Though several teachers were surprised at how little group work they seemed to be doing (see 1 above), it quickly became clear that this was because they were only counting as group work big set-piece activities. Matt McHugh (Mayfield School), who had logged less group work than he imagined he did, suddenly said, ‘Of course they’re talking to each other about their work all the time.’ Suddenly it emerged that the default for the ‘work of the lesson’, when there wasn’t a specific teacher input, or whole class discussion, was students working together to complete tasks. Ah! Eureka moment for all of us! Is that not group work, then? When people say they don’t do group work, or don’t like it, is it what I’m calling the ‘big, set-piece’ group activities?
At this point, Amy Druce (School 21) came in with a very strong point about the process of logging her group work and how difficult she’d found it. ‘Because it’s so fluid. I’m constantly going in and out of different things – pair talk is happening all the time. With Year 11s I’m doing think/pair/share constantly.’ Amy had said earlier on that she tapered off group work with GCSE classes, yet she’s doing ‘think/pair/share’ all the time – a version of group work but not of the ‘big, set-piece’ kind.
It was Amy who then expressed a really radical thought about what we’re up to. ‘Maybe group work is the wrong word for it. People say they’re for or against it, use it or don’t use it but are we all talking about the same thing? The people who don’t like group work might be referring to the ‘big set-piece’ kind.’ Equally, they may be ruling pair work out of the equation, as if a group is only a big group.
This idea seems to me to be worth pursuing further. It raises many questions as well as providing some answers.
Big, set-piece group work is just part of the story. It’s the kind of group work that requires thought, advance preparation and a commitment of time in the classroom. It’s hugely valuable, in our view, and some of its powerful impact can be seen in previous blogs, for instance the work on the falcon poems here and the exploratory work on poetry at St Michael’s here. But it’s not the only kind of group work. Matt’s ‘working together’ is also an important form of group work, and I raised the possibility that this could be a very valuable kind for us to do more work on. It’s probably what lots and lots of teachers who don’t identify themselves as group work fans are doing all the time. Wouldn’t it be helpful for us to think about support for this kind of work? I told a short anecdote from my own experience of Maths when I was at secondary school, where I worked with two friends, every lesson for two years, talking about the work as we went, except that they did all the Maths and I did none of it and struggled to pass the exam. What can we do to sharpen up and improve the way students work together on the tasks they are set?
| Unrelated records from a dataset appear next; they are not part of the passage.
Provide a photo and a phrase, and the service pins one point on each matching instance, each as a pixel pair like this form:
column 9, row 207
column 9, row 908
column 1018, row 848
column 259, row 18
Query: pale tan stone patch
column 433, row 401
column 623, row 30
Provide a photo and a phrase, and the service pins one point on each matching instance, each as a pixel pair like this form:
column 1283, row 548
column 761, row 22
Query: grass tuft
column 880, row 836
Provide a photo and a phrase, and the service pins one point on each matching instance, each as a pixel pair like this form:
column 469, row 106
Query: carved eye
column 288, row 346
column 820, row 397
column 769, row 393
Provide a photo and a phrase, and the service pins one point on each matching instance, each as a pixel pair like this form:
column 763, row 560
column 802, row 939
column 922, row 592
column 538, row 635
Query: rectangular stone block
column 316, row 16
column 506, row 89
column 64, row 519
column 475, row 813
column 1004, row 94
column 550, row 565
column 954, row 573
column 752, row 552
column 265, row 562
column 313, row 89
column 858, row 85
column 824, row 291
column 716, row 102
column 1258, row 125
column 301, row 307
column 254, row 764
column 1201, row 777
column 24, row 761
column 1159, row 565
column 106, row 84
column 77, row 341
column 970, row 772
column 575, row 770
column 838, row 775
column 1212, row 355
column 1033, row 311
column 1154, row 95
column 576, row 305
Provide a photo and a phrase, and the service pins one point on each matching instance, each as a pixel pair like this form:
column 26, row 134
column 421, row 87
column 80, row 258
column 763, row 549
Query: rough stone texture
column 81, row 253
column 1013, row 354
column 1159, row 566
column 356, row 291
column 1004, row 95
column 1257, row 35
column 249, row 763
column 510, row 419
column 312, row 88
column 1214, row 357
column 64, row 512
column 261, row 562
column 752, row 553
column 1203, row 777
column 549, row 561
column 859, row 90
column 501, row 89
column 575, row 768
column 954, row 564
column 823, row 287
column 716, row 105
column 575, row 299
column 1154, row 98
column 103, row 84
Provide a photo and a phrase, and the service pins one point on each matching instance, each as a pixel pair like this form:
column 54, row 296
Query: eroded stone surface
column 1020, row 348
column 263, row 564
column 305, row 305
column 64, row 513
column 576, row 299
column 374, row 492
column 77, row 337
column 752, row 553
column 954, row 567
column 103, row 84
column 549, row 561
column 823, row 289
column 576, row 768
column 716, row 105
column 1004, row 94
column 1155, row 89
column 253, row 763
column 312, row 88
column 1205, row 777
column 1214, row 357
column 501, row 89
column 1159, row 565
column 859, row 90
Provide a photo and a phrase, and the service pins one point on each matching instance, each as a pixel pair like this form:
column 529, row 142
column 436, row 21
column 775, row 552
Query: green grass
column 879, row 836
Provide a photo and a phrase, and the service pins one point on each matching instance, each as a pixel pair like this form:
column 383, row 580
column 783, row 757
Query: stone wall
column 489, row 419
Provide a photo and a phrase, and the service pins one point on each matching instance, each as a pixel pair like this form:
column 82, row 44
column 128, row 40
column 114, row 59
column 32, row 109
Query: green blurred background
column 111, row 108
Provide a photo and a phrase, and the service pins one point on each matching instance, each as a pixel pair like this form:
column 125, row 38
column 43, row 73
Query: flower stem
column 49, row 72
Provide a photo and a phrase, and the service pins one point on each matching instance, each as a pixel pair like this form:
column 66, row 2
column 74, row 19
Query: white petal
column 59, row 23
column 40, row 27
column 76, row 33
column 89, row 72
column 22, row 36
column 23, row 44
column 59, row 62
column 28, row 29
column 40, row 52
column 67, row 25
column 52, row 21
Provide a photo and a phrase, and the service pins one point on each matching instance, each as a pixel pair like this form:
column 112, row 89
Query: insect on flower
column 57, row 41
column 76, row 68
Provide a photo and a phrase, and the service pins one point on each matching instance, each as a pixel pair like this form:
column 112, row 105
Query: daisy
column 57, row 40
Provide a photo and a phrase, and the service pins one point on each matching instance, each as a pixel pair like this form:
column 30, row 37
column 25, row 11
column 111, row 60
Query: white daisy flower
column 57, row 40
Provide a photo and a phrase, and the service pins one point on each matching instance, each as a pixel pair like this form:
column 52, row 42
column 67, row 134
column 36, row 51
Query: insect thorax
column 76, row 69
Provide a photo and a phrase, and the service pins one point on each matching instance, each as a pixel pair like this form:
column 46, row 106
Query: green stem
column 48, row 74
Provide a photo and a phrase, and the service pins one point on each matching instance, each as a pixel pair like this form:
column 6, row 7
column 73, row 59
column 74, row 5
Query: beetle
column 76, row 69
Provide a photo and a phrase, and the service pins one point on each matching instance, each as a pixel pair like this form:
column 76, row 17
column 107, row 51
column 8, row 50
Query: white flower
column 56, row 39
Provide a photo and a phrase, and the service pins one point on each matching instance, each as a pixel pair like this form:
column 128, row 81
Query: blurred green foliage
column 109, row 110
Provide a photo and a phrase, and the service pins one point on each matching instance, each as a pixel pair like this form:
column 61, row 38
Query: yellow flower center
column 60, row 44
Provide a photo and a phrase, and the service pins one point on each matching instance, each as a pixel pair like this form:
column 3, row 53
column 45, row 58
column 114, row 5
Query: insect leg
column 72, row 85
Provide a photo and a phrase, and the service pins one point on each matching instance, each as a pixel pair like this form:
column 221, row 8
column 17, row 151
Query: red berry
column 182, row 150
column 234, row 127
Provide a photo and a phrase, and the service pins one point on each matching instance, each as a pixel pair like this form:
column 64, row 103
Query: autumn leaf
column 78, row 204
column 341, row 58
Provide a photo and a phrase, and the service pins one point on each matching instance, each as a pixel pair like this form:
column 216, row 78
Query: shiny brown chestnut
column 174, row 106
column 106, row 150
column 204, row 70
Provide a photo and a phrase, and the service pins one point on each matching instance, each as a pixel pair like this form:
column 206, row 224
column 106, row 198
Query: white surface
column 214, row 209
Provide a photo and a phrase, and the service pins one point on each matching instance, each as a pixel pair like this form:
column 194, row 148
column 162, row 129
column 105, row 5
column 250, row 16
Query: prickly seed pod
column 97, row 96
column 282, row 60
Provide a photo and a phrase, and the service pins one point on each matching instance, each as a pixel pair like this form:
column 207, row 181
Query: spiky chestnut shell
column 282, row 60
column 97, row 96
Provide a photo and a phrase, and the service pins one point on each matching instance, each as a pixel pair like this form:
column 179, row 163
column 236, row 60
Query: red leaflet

Are there ways of helping them to help each other and have the kinds of productive conversations that are at the heart of good collaboration. (This four minute clip from our archive of a pair of pupils working and thinking together on writing, shows this in action. In the clip they are constructing a video sequence and writing the script for their voiceover.)
All of this thinking chimes with the discussions EMC staff have been having about the project overall. We’re increasingly convinced that the group work project discussions, activities, blogs and meetings are part of a much bigger set of ideas about how pupils learn, how classrooms are organised, how expert teachers weave between activities and groupings in a responsive and flexible way. It’s not just about group work, and it’s certainly not just about ‘big, set-piece’ group work. It’s about making flexible opportunities for students to think, talk, hear their teacher’s ideas and respond to them and have the kinds of ‘conversations’ that are at the heart of the subject.
This is work in progress. We’re continuing to talk and meet and work ‘as a group’ to further our practices. For the time being, we’ll carry on calling it EMC’s ‘group work’ project but will make sure we’re clear that it encompasses many different things, and we’ll begin to think about ways of supporting it in all its different forms.